Bookmark | Bottom | Top

Reviewer: William Moffatt from London, England

Hi Tom,

I'm just curious about something in the support note: it says about the density calculation :

"The number of distinct NON-null values for a column (COL1) on table TABLE1 
can be obtained as follows:

select distinct count(COL1) 
from   TABLE1
where  COL1 is not null;
"

Firstly, isn't the "not null" implied by the count?

Secondly, shouldn't that be "count(distinct COL1)", rather than "distinct count(COL1)"?

This is just idle curiosity, since the intent is obvious, and I presume the calculation works, 
however it's done :)

(I did test it out, on 8.1.7.4, and it does appear that the query as written is incorrect, however 
the note does say pre 7.3 - but then again, the "post 7.3" section refers you back to this query 
too). I've seen you raise documentation bugs before, and similarly if I've made a mistake 
somewhere, I'd rather know what and why :)

BTW, many thanks for the marvelous resource that this site is.

regards,

William

Followup November 28, 2005 - 7am UTC:

it should just be 

select count(distinct col1) from table1;


the query presented in the note would not make sense.  

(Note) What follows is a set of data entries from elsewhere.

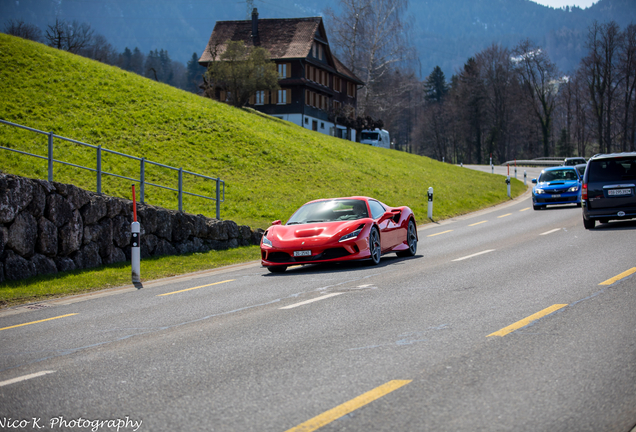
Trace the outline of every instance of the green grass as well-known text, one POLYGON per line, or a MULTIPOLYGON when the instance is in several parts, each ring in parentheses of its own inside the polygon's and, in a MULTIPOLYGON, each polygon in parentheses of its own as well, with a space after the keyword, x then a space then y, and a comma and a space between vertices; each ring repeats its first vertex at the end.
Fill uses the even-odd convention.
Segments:
MULTIPOLYGON (((144 259, 141 280, 161 279, 179 274, 208 270, 260 258, 258 246, 239 247, 226 251, 210 251, 189 255, 144 259)), ((6 282, 0 286, 0 307, 13 306, 81 294, 106 288, 131 285, 130 263, 101 266, 95 269, 38 276, 22 281, 6 282)))
MULTIPOLYGON (((236 109, 42 44, 0 34, 0 118, 225 181, 221 218, 252 228, 286 220, 303 203, 367 195, 408 205, 425 223, 507 200, 501 176, 311 132, 236 109)), ((0 145, 46 156, 47 137, 0 125, 0 145)), ((0 170, 47 178, 46 161, 0 150, 0 170)), ((95 167, 95 151, 55 140, 55 159, 95 167)), ((103 156, 103 170, 138 178, 139 166, 103 156)), ((54 180, 95 190, 95 174, 55 165, 54 180)), ((173 171, 146 165, 148 182, 177 186, 173 171)), ((102 191, 131 198, 130 181, 104 177, 102 191)), ((189 192, 214 196, 211 181, 184 176, 189 192)), ((525 190, 512 180, 512 195, 525 190)), ((146 187, 146 202, 177 208, 176 193, 146 187)), ((186 196, 184 210, 215 216, 213 201, 186 196)), ((222 254, 222 253, 221 253, 222 254)), ((126 273, 126 272, 124 272, 126 273)), ((95 272, 95 286, 103 286, 95 272)), ((126 277, 128 274, 126 274, 126 277)), ((110 283, 110 281, 109 281, 110 283)), ((3 290, 0 288, 0 290, 3 290)))

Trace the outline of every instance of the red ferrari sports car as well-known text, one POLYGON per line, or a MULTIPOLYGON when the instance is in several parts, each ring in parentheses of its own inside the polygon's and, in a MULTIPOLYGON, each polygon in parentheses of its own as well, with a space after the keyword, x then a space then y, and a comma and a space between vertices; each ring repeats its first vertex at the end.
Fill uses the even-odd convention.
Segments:
POLYGON ((299 208, 285 225, 277 220, 261 240, 261 264, 270 272, 333 261, 370 260, 417 252, 415 216, 368 197, 320 199, 299 208))

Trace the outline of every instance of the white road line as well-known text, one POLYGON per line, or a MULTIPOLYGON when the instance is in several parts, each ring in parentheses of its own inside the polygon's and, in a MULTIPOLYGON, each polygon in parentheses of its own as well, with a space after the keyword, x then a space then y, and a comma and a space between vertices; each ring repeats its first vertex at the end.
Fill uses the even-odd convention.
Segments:
POLYGON ((494 250, 495 249, 488 249, 488 250, 485 250, 485 251, 477 252, 476 254, 472 254, 472 255, 468 255, 468 256, 462 257, 462 258, 454 259, 453 261, 462 261, 462 260, 465 260, 465 259, 468 259, 468 258, 473 258, 473 257, 479 256, 479 255, 487 254, 488 252, 493 252, 494 250))
POLYGON ((561 228, 555 228, 553 230, 546 231, 546 232, 544 232, 542 234, 539 234, 539 235, 548 235, 548 234, 552 234, 553 232, 557 232, 557 231, 561 231, 561 228))
POLYGON ((294 303, 293 305, 284 306, 284 307, 282 307, 280 309, 292 309, 292 308, 295 308, 295 307, 298 307, 298 306, 303 306, 303 305, 306 305, 306 304, 309 304, 309 303, 313 303, 313 302, 317 302, 317 301, 320 301, 320 300, 328 299, 329 297, 334 297, 334 296, 337 296, 337 295, 340 295, 340 294, 344 294, 344 293, 340 292, 340 293, 325 294, 324 296, 316 297, 316 298, 311 299, 311 300, 305 300, 304 302, 300 302, 300 303, 294 303))
POLYGON ((15 384, 15 383, 20 382, 20 381, 26 381, 26 380, 29 380, 31 378, 37 378, 37 377, 40 377, 42 375, 46 375, 46 374, 50 374, 50 373, 54 373, 54 372, 55 371, 36 372, 36 373, 29 374, 29 375, 24 375, 24 376, 21 376, 21 377, 13 378, 13 379, 10 379, 10 380, 1 381, 0 382, 0 387, 6 386, 6 385, 9 385, 9 384, 15 384))

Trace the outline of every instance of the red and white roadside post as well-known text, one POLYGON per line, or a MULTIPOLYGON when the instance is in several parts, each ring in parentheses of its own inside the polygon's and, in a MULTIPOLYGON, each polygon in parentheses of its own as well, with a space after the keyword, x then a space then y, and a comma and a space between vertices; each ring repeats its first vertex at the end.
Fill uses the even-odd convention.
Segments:
POLYGON ((132 185, 133 194, 133 223, 130 225, 131 242, 130 242, 130 261, 132 264, 132 281, 133 283, 141 282, 141 231, 139 222, 137 222, 137 200, 135 197, 135 185, 132 185))

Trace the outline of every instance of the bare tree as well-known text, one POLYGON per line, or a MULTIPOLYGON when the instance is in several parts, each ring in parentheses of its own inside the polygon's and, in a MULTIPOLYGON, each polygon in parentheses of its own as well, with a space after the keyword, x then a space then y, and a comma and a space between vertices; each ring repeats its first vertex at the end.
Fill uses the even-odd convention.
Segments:
POLYGON ((26 24, 23 20, 10 19, 4 25, 6 34, 29 39, 35 42, 42 41, 42 30, 36 25, 26 24))
POLYGON ((612 120, 620 38, 618 25, 614 21, 602 25, 595 21, 590 26, 587 40, 590 52, 582 60, 594 108, 596 138, 601 153, 609 153, 612 149, 612 120))
POLYGON ((560 80, 559 71, 545 51, 530 40, 521 42, 514 52, 514 61, 517 63, 517 71, 525 89, 524 95, 541 125, 543 156, 549 156, 553 114, 560 80))
POLYGON ((340 0, 340 11, 327 8, 325 15, 333 27, 331 29, 331 46, 353 72, 360 68, 360 52, 362 41, 366 35, 364 25, 370 5, 368 0, 340 0))
POLYGON ((55 24, 49 25, 45 39, 53 48, 78 54, 82 49, 88 48, 93 43, 93 30, 88 23, 55 19, 55 24))
POLYGON ((362 116, 379 116, 387 91, 381 85, 384 77, 413 56, 404 17, 407 7, 408 0, 340 0, 340 14, 327 12, 332 47, 342 53, 345 66, 365 81, 358 95, 362 116))
POLYGON ((619 52, 619 73, 623 92, 621 151, 636 150, 636 25, 623 32, 619 52), (630 120, 631 119, 631 120, 630 120))

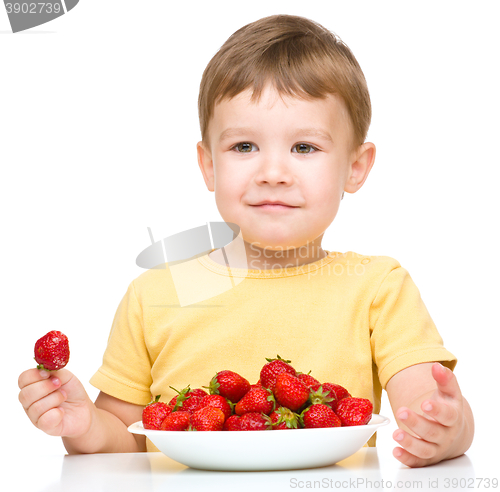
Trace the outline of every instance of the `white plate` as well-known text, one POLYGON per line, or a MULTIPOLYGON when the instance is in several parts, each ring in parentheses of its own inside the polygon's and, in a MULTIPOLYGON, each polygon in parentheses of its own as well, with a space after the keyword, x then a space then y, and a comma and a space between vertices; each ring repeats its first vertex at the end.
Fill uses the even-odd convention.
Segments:
POLYGON ((389 423, 374 414, 367 425, 268 431, 158 431, 142 422, 128 430, 143 434, 165 455, 202 470, 294 470, 328 466, 348 458, 389 423))

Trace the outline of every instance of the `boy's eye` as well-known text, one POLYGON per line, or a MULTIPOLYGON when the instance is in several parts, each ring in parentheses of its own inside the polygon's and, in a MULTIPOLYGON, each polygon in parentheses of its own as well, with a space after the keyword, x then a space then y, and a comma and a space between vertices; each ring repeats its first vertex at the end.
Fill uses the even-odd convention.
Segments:
POLYGON ((297 154, 311 154, 316 150, 312 145, 306 143, 299 143, 297 145, 294 145, 292 149, 295 149, 295 152, 297 154))
MULTIPOLYGON (((240 142, 233 147, 236 152, 241 154, 249 154, 254 148, 256 148, 255 145, 250 142, 240 142)), ((316 150, 316 147, 306 143, 299 143, 292 147, 292 152, 297 154, 312 154, 316 150)))
POLYGON ((242 154, 248 154, 249 152, 252 152, 252 147, 253 144, 250 142, 240 142, 239 144, 236 144, 233 149, 237 152, 241 152, 242 154))

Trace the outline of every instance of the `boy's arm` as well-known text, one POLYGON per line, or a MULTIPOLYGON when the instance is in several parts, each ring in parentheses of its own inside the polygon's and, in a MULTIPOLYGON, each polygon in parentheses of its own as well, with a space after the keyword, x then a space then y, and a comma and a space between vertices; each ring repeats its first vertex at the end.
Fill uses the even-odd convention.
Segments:
POLYGON ((63 437, 66 450, 69 454, 146 451, 146 437, 127 430, 129 425, 142 419, 143 408, 101 391, 94 404, 89 430, 80 437, 63 437))
POLYGON ((394 457, 410 467, 455 458, 469 449, 474 419, 453 372, 439 363, 407 367, 387 383, 401 448, 394 457))

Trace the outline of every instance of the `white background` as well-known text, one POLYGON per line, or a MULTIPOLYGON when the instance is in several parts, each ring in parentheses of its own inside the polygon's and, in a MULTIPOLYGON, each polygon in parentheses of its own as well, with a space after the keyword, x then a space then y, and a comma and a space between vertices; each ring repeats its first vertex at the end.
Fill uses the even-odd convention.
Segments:
MULTIPOLYGON (((64 331, 68 368, 95 398, 88 380, 143 272, 135 258, 150 244, 147 227, 160 239, 221 220, 196 162, 201 75, 235 30, 286 13, 346 42, 373 104, 375 166, 346 194, 323 247, 392 256, 409 270, 459 359, 477 425, 471 456, 486 457, 499 404, 496 10, 494 1, 82 0, 12 34, 0 6, 4 451, 64 453, 17 400, 36 339, 64 331)), ((381 413, 392 417, 385 396, 381 413)), ((393 429, 379 432, 387 453, 393 429)))

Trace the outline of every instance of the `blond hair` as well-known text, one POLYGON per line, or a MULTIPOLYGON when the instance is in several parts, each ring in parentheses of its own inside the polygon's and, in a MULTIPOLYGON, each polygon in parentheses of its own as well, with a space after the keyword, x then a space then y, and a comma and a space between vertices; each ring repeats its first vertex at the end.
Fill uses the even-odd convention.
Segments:
POLYGON ((202 140, 215 105, 252 87, 258 101, 266 83, 280 95, 304 99, 337 94, 353 128, 353 146, 366 138, 371 103, 363 72, 351 50, 323 26, 295 15, 272 15, 232 34, 210 60, 200 84, 202 140))

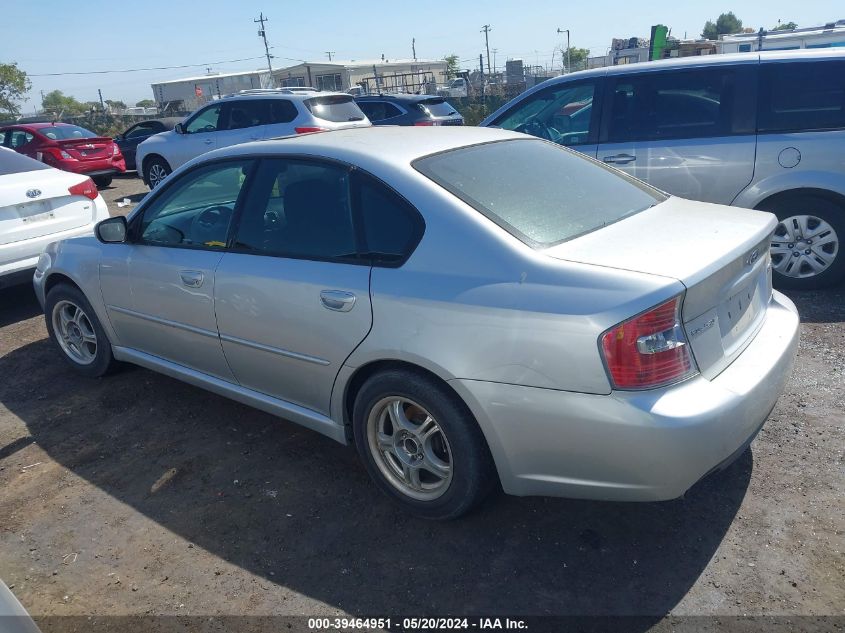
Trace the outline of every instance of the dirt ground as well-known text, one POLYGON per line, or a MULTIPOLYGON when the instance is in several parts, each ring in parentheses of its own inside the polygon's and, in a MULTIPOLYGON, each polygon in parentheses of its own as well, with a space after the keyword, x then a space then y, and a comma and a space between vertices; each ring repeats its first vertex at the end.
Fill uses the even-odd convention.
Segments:
MULTIPOLYGON (((145 190, 127 177, 103 194, 123 212, 145 190)), ((0 577, 36 619, 841 617, 845 289, 790 296, 786 393, 751 450, 685 498, 499 496, 437 524, 292 423, 139 368, 74 375, 32 291, 0 290, 0 577)))

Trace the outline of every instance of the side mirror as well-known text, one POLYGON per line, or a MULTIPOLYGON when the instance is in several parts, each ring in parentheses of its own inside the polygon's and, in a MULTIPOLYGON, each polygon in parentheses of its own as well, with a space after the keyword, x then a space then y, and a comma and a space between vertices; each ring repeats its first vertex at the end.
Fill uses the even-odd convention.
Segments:
POLYGON ((94 234, 97 236, 97 239, 104 244, 119 244, 125 242, 127 233, 128 228, 126 225, 126 218, 122 215, 103 220, 94 227, 94 234))
POLYGON ((181 124, 181 123, 177 123, 177 124, 173 127, 173 131, 174 131, 174 132, 176 132, 177 134, 184 134, 184 133, 185 133, 185 128, 184 128, 184 127, 182 127, 182 124, 181 124))

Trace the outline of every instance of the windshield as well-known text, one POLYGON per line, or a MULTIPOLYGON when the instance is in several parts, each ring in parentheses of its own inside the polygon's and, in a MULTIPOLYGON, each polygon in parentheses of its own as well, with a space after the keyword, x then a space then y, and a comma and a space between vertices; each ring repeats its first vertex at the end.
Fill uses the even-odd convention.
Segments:
POLYGON ((457 114, 455 108, 449 105, 445 99, 426 99, 425 101, 419 101, 417 107, 431 117, 457 114))
POLYGON ((514 139, 434 154, 414 167, 535 248, 638 213, 665 196, 557 145, 514 139))
POLYGON ((307 99, 305 106, 318 119, 342 123, 364 121, 366 117, 350 95, 332 95, 307 99))
POLYGON ((50 166, 29 158, 29 156, 24 156, 5 147, 0 147, 0 176, 35 171, 36 169, 50 169, 50 166))
POLYGON ((54 141, 64 141, 72 138, 95 138, 97 136, 91 130, 86 130, 84 127, 79 127, 78 125, 53 125, 42 127, 38 131, 54 141))

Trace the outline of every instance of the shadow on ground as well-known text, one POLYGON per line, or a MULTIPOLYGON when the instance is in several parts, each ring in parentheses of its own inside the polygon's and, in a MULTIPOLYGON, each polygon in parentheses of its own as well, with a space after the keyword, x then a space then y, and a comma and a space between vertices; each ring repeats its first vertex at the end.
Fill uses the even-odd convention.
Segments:
POLYGON ((0 403, 73 473, 235 565, 360 615, 665 614, 707 566, 752 469, 746 452, 673 502, 500 496, 429 523, 383 498, 354 450, 164 376, 77 377, 47 340, 0 358, 0 375, 0 403))
POLYGON ((804 323, 839 323, 845 321, 845 284, 824 290, 783 290, 798 308, 804 323))
POLYGON ((0 288, 0 327, 19 323, 42 314, 32 281, 0 288))

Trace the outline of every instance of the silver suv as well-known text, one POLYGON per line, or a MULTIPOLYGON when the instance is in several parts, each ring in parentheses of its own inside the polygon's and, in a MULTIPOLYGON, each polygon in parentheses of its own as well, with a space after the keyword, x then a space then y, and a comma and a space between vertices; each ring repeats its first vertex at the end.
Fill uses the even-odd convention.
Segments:
POLYGON ((150 137, 138 146, 135 162, 144 182, 155 189, 174 169, 213 149, 369 125, 347 94, 245 90, 203 106, 171 132, 150 137))
POLYGON ((567 145, 676 196, 775 213, 780 287, 819 288, 845 276, 845 51, 572 73, 481 125, 567 145))

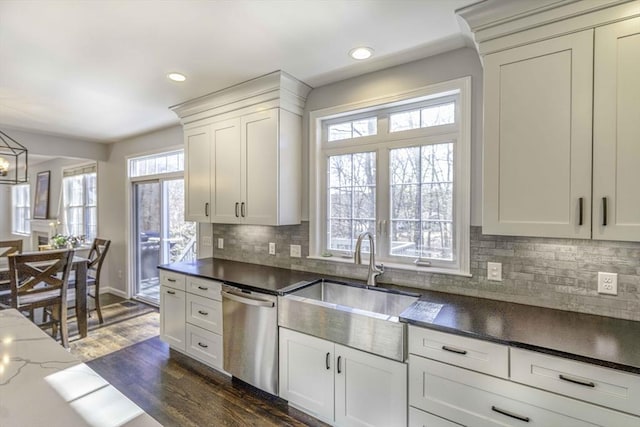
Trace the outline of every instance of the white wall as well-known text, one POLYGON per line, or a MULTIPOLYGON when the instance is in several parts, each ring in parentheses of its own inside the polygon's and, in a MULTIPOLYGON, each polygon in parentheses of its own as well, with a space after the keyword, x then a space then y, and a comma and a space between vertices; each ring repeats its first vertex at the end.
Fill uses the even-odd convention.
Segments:
POLYGON ((482 224, 482 65, 471 48, 457 49, 408 64, 313 89, 303 121, 303 218, 309 218, 309 112, 408 92, 471 76, 471 224, 482 224))
POLYGON ((111 240, 101 280, 113 293, 127 296, 130 241, 127 158, 182 144, 182 126, 177 125, 113 143, 109 146, 108 160, 98 164, 98 230, 100 237, 111 240))
POLYGON ((6 133, 27 147, 29 155, 38 154, 55 158, 107 160, 109 144, 77 138, 46 135, 17 129, 6 129, 6 133))

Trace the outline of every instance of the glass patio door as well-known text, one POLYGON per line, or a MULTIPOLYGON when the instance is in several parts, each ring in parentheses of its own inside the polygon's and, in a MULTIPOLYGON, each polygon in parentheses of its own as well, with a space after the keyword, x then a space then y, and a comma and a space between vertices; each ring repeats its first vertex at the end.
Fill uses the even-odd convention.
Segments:
POLYGON ((195 259, 196 227, 184 221, 184 179, 133 182, 135 296, 160 301, 157 266, 195 259))

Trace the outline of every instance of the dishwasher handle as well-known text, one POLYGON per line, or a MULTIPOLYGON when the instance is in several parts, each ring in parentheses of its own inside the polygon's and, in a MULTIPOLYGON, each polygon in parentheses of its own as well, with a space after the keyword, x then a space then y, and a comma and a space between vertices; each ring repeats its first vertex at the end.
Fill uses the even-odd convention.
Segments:
POLYGON ((275 307, 275 303, 273 301, 267 301, 260 298, 252 298, 246 295, 238 295, 234 292, 229 292, 229 291, 222 291, 222 297, 228 298, 232 301, 239 302, 241 304, 253 305, 256 307, 267 307, 267 308, 275 307))

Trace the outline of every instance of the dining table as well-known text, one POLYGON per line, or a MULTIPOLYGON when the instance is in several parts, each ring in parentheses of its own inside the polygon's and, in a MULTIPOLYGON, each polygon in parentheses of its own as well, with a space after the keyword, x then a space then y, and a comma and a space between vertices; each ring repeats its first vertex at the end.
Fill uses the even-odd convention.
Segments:
MULTIPOLYGON (((89 273, 89 259, 79 255, 73 256, 71 269, 75 274, 75 310, 80 338, 88 334, 87 310, 87 278, 89 273)), ((0 258, 0 282, 9 280, 9 263, 6 257, 0 258)))

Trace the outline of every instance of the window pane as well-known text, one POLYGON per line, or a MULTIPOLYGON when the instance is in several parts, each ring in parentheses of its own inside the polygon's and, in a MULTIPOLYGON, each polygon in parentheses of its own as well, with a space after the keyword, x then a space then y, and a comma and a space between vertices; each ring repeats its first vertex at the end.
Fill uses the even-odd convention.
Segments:
POLYGON ((433 107, 423 108, 422 123, 423 128, 430 126, 446 125, 449 123, 455 123, 456 121, 456 104, 451 102, 449 104, 434 105, 433 107))
POLYGON ((391 254, 452 259, 453 144, 390 151, 391 254))
POLYGON ((403 111, 389 116, 389 132, 417 129, 420 127, 420 110, 403 111))
POLYGON ((353 251, 360 233, 375 232, 376 155, 331 156, 328 164, 327 248, 353 251))
POLYGON ((95 206, 98 204, 98 180, 96 174, 85 175, 85 183, 87 186, 87 205, 95 206))
POLYGON ((30 219, 29 184, 11 186, 11 231, 18 234, 31 233, 30 219))
POLYGON ((184 151, 153 154, 129 160, 129 176, 156 175, 184 170, 184 151))
POLYGON ((337 123, 329 125, 328 131, 329 141, 376 135, 378 133, 378 119, 376 117, 367 117, 366 119, 337 123))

select distinct count(col1) from table1 where col1 is not null;

is the same as

select count(col1) from table1;

which would count non-null col1 values - they meant count(distinct col1)

Calculation of density July 30, 2008 - 6am UTC

Bookmark | Bottom | Top

Reviewer: Mette from DK

Thanks to this entry I now understand how we get the estimated number of rows when using histograms 
- thanks.

But I dont understand how Oracle calculates the density (used for the non popular values).

I'm on 10.2.0.3 on AIX

This is the situation:

250 buckets
23644 distinct values
34 popular (spanning more than one bucket)
1.799.977 rows
stats run with 100%

The density is 0.002267921.... (taken from TAB_COLUMNS)

How does he get that number?

I tried with the formula from above - and got nothing like this number.

215 / 23644 = 0.009093216

What have I missed here?

Best regards